The HKH region covers 3,500 kilometers across Afghanistan, Bangladesh, Bhutan, China, India, Myanmar, Nepal and Pakistan. Nestled in its record-breaking peaks, glaciers feed 10 of the world’s most important river systems, including the Ganges, Indus, Yellow, Mekong and Irrawaddy, and directly or indirectly supply billions of people with food, energy, clean air and incomes. Additionally, the region contains four of the world’s biodiversity hotspots.
Though the mountainous region was formed around 70 million years ago, its glaciers are extremely sensitive to the changing climate. Since the 1970s, when global warming first set in, these ice masses have steadily thinned and retreated, and snow-covered areas and the amount of snow have decreased. These changes have ripple effects felt throughout the region.
When glaciers melt, they flow into lakes and rivers. Changes to the timing and magnitude of this melting leads to an increase in the number and size of glacier lakes, which can suddenly flood. This can lead to a surge of glacier runoff into major rivers, which could lead to flooding and the destruction of crops. As a result of the HKH ice melt, more water is expected to surge through the Indus, Ganges and Brahmaputra rivers, forcing a change to the agriculture in the valleys around them.

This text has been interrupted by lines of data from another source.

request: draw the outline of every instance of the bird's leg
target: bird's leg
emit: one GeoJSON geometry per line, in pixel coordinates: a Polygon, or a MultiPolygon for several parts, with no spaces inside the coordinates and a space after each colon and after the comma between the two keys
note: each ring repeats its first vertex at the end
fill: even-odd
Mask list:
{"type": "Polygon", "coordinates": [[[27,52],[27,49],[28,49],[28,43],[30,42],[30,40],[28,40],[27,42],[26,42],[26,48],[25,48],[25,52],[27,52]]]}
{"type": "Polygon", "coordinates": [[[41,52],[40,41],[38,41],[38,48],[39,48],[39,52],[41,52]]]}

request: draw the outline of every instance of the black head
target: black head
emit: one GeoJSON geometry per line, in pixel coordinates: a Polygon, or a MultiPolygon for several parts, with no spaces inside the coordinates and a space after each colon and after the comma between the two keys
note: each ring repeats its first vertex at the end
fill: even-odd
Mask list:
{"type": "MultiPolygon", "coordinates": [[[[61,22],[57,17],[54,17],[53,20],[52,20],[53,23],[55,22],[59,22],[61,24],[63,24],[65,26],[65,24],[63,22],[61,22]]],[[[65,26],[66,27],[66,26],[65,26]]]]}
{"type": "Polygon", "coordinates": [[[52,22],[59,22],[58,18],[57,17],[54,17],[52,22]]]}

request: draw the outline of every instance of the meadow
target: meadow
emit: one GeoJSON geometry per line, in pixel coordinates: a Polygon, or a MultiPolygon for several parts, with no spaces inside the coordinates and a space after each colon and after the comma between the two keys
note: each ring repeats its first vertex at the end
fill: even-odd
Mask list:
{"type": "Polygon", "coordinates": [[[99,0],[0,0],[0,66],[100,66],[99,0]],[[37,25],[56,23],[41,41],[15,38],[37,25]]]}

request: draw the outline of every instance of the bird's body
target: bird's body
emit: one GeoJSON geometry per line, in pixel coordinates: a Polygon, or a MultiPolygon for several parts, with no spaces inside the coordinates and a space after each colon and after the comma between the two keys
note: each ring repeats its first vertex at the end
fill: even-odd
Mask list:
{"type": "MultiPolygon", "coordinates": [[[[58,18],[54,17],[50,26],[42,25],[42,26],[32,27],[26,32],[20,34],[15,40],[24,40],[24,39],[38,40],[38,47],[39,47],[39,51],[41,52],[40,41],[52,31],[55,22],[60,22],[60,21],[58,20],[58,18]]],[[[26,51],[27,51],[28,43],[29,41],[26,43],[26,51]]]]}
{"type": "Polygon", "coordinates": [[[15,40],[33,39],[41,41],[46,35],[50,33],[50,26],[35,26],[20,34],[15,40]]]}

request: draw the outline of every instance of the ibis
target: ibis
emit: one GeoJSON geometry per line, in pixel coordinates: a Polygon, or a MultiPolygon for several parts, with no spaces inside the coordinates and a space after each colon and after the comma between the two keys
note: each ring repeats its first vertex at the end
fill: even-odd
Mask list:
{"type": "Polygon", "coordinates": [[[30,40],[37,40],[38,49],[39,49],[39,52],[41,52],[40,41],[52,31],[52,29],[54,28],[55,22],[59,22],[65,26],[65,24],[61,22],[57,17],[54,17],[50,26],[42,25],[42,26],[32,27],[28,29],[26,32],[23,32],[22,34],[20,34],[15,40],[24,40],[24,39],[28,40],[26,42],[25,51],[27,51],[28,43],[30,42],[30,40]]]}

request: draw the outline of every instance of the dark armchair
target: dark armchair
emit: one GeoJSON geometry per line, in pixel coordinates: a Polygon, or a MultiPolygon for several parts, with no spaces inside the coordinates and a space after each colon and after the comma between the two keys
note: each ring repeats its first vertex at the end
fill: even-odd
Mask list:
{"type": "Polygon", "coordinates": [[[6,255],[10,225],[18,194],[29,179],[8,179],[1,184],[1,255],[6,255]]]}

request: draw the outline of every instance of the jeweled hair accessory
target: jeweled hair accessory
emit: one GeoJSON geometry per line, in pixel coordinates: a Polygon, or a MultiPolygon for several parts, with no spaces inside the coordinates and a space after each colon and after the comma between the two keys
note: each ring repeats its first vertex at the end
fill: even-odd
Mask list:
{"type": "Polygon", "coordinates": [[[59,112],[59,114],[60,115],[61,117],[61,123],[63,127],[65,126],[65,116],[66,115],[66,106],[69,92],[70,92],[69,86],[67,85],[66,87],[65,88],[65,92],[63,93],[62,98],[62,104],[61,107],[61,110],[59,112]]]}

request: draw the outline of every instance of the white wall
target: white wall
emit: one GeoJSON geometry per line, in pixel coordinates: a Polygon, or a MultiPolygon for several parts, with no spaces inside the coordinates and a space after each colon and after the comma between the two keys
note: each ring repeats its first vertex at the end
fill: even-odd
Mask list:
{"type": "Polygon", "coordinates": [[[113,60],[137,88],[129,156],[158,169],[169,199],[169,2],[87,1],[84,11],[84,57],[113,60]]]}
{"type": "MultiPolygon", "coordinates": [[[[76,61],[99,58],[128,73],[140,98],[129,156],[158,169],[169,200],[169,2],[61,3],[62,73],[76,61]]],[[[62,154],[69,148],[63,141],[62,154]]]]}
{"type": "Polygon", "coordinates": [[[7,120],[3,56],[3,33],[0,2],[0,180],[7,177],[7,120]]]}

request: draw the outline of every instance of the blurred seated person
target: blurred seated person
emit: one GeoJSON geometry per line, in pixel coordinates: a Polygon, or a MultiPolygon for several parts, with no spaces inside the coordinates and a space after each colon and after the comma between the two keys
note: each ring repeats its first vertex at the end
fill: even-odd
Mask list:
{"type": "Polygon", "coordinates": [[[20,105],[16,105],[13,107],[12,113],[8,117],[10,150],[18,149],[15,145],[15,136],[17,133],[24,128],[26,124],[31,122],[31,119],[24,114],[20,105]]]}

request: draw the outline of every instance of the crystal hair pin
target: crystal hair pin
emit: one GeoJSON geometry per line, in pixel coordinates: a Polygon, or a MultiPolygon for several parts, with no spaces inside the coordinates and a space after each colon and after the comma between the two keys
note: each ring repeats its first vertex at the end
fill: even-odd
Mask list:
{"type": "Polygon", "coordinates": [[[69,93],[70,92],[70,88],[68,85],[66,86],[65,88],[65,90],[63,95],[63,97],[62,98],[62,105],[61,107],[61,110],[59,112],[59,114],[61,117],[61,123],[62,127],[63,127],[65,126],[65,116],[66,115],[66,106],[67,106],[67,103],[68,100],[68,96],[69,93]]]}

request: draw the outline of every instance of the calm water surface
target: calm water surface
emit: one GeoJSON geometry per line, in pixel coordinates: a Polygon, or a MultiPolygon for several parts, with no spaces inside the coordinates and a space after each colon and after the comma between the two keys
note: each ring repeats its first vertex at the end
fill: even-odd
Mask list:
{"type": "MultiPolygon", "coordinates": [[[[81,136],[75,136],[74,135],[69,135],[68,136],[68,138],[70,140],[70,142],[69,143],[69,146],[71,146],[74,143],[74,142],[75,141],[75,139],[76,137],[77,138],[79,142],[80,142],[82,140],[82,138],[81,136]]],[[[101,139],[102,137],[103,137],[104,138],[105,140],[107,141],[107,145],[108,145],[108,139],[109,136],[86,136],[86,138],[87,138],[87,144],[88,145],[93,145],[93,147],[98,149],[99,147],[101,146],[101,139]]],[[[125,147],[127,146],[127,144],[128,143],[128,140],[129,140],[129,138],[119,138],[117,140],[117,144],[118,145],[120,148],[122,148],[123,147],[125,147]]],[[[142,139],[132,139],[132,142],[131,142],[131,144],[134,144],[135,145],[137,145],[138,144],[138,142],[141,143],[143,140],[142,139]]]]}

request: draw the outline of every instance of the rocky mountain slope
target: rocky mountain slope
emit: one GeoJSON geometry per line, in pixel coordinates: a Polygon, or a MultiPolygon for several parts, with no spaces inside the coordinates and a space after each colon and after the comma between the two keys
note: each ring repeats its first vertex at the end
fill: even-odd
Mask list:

Greenhouse gases are exacerbated by air pollutants originating from the Indo-Gangetic Plains—one of the world’s most polluted regions. These pollutants deposit black carbon and dust on the glaciers, hastening their melting and changing monsoon circulation, and rainfall distribution over Asia.
As the Nepal earthquake in 2015 laid bare, mountain cities and settlements are vulnerable to disasters—from landslides and erosion to debris flows and floods. As the number and intensity of these disasters increase, more than one billion people are at risk.
These changes hit the region’s poor hardest. About one-third of the 250 million HKH mountain people live on less than $1.90 a day; more than 30 percent of the region’s population doesn’t have enough to eat, and around 50 percent face some form of malnutrition, with women and children suffering the most. The realities of mountain life, such as inaccessibility, fragility and remoteness, make it difficult for people to earn a living in the region; nonetheless, the report points out that mountain people have the potential to earn incomes by better utilizing the region’s resources, such as hydropower potential.
For example, HKH has a huge hydropower potential of ~500 gigawatts, enough to power half a billion homes in the region. Nonetheless, more than 80 percent of the rural population, most of whom live in mountain regions, rely on traditional fuels, such as firewood or dung, for cooking, and about 400 million people in HKH countries still lack basic access to electricity.
Despite the cultural and political diversity of the countries studied, they are united in the unique challenges facing mountain regions, which will only get worse with climate change and glacial melt, the report argues.
“There are rocky times ahead for the region: between now and 2080, the environmental economic and social conditions laid out in the report could go downhill,” said Eklabya Sharma, deputy DG of ICIMOD. “Because many of the disasters and sudden changes will play out across country borders, conflict among the region’s countries could easily flare up. But the future doesn’t have to be bleak if governments work together to turn the tide against melting glaciers and the myriad impacts they unleash.”
The report also calls for greater recognition of mountain areas and the HKH region in global climate efforts.
“We need to start thinking of mountain regions as climate hotspots worthy of urgent attention, investments and solutions,” Dasho Rinzin Dorji, ICIMOD board member from Bhutan, said.